Vanwege hun geringe grootte dient men het visje in een groter aantal te houden, bijvoorbeeld meer dan een dozijn, ja, zelfs een paar dozijn in een groter aquarium. Zij komen het best uit tegen weelderig groen en zijn dus ideale bewoners van een goed beplante bak. Bedenk echter wel dat deze visjes als gevolg van hun geringe grootte gemakkelijk een smakelijke hap voor een wat groter uitgevallen vis kunnen vormen. Daarmee dient terdege rekening te worden gehouden bij het kiezen van de bewoners van een gezelschapsaquarium. Het is een goed idee hen samen te houden met populaire levendbarenden, bijvoorbeeld guppy’s.
Voedsel
De visjes moeten worden gevoerd met levend of diepvries plankton zoals Cyclops, drooggevroren en gemalen tubifex, levende Artemia, grindalwormen en droogvoer, bijvoorbeeld van het kleurintensiverende type (droogvoer waaraan carotenoïden zijn toegevoegd), dat vooral het rood in het kleurpatroon ten goede zal komen.
Voortplanting
Zoals iedereen wel weet, heb je om nakomelingen te verkrijgen seksueel volwassen mannetjes en vrouwtjes nodig. Om de visjes in goede conditie te brengen, zullen we hen levend voer van hoge kwaliteit moeten aanbieden, bijvoorbeeld volwassen pekelkreeftjes. Dat zal ze stimuleren eieren af te zetten. Een hoeveelheid Javamos, of wat daarop lijkt, op de bodem van de kweekbak is aan te bevelen. Daarin zullen de eieren worden afgezet. Om het afzetten te stimuleren, dient ruim water te worden ververst, zo’n 50 – 70%. Ook het verhogen van de temperatuur tot 25 – 26 °C zal helpen. Als de man klaar is voor de paring, zal hij de zogeheten paringshouding aannemen.

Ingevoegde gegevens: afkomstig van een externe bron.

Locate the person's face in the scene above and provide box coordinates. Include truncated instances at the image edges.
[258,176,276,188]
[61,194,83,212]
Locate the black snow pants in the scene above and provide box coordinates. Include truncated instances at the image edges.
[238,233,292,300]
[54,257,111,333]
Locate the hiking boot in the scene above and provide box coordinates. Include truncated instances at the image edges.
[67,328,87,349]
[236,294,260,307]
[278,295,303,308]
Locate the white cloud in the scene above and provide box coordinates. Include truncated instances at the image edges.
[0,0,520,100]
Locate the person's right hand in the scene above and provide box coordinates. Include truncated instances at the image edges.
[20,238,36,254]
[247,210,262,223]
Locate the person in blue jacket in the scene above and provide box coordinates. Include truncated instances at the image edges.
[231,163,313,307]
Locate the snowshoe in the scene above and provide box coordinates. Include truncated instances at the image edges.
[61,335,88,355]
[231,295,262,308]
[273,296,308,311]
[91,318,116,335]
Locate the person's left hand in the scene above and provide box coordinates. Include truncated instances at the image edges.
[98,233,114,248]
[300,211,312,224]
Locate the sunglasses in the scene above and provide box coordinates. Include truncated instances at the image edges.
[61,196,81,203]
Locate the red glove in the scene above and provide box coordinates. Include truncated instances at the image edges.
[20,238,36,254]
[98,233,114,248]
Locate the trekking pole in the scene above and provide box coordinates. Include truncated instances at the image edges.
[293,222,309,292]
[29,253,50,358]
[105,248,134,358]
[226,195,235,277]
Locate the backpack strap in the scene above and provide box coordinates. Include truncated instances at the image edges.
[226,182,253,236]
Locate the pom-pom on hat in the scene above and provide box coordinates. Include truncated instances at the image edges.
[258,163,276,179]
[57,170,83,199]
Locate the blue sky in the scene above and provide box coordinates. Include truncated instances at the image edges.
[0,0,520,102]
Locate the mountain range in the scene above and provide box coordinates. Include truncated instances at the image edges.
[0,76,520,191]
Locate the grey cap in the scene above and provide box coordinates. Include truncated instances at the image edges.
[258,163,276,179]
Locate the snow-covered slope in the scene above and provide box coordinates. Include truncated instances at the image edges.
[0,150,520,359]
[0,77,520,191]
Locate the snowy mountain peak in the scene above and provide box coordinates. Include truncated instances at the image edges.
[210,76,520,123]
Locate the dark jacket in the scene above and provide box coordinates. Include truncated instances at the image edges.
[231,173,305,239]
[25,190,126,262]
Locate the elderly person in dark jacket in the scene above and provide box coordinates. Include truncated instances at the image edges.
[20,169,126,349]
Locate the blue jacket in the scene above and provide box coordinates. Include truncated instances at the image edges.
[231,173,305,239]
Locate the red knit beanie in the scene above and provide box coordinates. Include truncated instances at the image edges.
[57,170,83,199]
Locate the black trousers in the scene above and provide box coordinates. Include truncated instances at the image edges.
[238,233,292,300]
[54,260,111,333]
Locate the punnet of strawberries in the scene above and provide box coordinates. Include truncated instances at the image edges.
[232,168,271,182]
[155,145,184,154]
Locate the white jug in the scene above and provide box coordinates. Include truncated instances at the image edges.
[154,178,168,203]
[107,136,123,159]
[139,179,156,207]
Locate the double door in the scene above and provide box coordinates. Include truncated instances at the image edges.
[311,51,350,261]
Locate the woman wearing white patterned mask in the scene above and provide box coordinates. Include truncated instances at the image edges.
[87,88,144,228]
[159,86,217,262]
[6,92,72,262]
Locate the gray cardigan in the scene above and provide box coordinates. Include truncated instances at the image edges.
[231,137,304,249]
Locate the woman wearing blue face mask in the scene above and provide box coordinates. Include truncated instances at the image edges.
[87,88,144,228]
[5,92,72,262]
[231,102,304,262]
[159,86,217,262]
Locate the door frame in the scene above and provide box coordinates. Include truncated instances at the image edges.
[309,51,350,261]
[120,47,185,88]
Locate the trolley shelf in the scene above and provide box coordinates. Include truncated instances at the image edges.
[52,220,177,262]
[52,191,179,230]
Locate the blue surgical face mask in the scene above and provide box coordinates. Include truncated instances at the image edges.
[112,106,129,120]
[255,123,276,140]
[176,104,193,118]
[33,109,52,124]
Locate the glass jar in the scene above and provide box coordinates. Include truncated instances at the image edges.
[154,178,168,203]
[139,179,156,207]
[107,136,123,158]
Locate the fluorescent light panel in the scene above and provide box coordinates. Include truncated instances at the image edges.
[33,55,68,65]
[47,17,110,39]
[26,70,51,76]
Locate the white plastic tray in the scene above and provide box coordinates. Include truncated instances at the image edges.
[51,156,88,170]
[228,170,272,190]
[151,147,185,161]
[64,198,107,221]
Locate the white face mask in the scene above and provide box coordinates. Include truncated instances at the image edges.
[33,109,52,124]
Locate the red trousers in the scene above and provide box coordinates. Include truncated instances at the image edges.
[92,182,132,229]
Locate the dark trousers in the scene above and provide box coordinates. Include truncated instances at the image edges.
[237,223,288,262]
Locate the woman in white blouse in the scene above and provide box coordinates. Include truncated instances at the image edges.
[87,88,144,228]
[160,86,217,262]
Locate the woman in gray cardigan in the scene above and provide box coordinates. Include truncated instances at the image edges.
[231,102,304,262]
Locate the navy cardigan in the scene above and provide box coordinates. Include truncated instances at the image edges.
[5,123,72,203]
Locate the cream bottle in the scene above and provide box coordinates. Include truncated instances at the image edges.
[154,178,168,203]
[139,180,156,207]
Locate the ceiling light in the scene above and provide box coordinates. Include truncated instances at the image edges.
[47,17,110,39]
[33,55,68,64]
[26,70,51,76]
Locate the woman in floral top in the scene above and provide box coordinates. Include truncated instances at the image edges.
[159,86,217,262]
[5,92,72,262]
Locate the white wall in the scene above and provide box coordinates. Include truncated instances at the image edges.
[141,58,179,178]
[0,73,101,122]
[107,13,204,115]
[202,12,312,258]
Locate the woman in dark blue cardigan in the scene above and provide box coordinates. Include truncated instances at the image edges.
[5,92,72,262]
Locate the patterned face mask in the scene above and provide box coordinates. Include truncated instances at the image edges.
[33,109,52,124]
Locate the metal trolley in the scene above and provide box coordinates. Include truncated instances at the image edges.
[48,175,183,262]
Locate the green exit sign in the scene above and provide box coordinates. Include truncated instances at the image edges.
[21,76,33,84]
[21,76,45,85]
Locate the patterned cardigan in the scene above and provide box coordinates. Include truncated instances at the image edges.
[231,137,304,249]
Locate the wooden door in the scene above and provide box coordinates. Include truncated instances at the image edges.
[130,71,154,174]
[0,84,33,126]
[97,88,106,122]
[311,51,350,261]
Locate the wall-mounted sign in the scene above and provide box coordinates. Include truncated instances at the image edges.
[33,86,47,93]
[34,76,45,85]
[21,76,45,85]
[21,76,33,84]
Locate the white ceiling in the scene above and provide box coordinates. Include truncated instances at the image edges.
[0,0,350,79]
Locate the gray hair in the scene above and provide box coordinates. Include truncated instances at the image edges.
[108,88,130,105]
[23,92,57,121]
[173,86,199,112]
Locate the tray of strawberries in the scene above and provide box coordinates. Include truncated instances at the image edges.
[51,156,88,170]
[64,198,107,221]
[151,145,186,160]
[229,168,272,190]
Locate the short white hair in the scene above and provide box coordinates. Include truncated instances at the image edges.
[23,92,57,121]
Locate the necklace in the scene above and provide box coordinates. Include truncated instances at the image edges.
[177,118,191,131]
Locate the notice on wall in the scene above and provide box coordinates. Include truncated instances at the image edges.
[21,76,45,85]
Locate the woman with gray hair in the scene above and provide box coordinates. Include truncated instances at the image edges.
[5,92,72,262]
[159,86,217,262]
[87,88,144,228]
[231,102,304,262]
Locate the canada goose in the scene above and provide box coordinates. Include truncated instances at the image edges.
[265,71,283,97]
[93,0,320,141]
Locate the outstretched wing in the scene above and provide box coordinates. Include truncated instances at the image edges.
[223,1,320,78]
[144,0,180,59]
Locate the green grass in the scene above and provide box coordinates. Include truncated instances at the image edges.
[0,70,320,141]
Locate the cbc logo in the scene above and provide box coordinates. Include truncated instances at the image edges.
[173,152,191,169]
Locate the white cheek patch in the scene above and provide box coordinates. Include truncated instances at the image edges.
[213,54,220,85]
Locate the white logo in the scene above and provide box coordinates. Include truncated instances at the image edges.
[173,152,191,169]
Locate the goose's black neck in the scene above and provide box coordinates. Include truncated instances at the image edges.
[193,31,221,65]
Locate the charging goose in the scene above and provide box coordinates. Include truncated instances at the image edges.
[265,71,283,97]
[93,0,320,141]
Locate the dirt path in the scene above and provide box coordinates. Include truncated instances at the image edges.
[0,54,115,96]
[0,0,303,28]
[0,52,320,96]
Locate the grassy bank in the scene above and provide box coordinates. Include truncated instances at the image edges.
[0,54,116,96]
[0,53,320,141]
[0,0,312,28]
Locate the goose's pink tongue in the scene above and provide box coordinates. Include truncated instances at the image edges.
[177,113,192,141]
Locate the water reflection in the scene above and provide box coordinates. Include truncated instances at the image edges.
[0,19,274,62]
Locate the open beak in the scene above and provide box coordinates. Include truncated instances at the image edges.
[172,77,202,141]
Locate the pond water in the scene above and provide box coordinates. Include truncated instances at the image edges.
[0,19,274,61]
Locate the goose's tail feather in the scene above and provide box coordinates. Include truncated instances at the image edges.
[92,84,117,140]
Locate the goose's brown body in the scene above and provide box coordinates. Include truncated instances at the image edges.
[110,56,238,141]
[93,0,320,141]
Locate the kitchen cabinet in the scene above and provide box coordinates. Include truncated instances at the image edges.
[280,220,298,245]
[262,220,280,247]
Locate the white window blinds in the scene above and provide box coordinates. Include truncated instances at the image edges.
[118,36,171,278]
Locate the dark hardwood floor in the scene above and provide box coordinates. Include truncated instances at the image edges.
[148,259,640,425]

Dat wil zeggen, hij zal vlak bij de afzetplaats blijven, dus bij het Javamos. Hij zal zijn vinnen spreiden en met het lichaam enigszins gekromd trillen. Zo wacht hij het naderen van het wijfje af. Als zij dat doet, jaagt hij haar kortstondig na, waarna de paring plaatsvindt, meestal in het mos of tussen de planten. Eén paring kan een dozijn tot wel 30 eieren opleveren. Als het paren gedaan is, kunnen we de visjes het best verwijderen, want de mannetjes kunnen alle eieren opeten. Ook verdient het aanbeveling de kweekbak uit te rusten met een uv-sterilisatielamp, het water sterk te beluchten en een preparaat ter voorkoming van schimmel (bijvoorbeeld het populaire acriflavine) toe te voegen. Bij een watertemperatuur van 24 – 25 °C zullen de eieren na vier dagen uitkomen. De larven zijn donker gekleurd en op hun kop hebben ze een kleverige substantie waarmee ze aan vaste materie blijven hangen. Na nog eens vier dagen verdwijnt het donkere pigment en dan zullen de jonkies gaan zwemmen. Dan moeten ze worden gevoerd met klein levend voer in de vorm van infusie, waarna geleidelijk op grover voer als microwormen, azijnaaltjes en ten slotte pas uitgekomen pekelkreeftjes kan worden overgegaan. Na ongeveer twee maanden gaan de jongen op de ouders lijken om na nog een maand volledig de kleur van de ouderdieren aan te nemen.
Samenvatting
Vanwege de onbetwiste schoonheid van dit visje zal er ongetwijfeld over de hele wereld veel belangstelling voor zijn. Het is klein, heeft een erg interessant kleurenpatroon, stelt weinig eisen aan de fysische en chemische condities van het water en is eenvoudig te kweken. Kortom, een ideale bewoner voor plantenbakken en gezelschapsaquaria. Persoonlijk voorzie ik voor dit visje een succes dat gelijkt op dat van de neontetra meer dan een halve eeuw geleden. Zoals ik al opmerkte aan het begin van dit artikel, heeft excessieve vangst bijna het uitsterven van de totale populatie veroorzaakt. Daarom roep ik alle liefhebbers die dit visje willen gaan houden op alleen nakweek te kopen en wildvang te negeren. Alleen dan zal het visje ook in de natuur kunnen voortbestaan.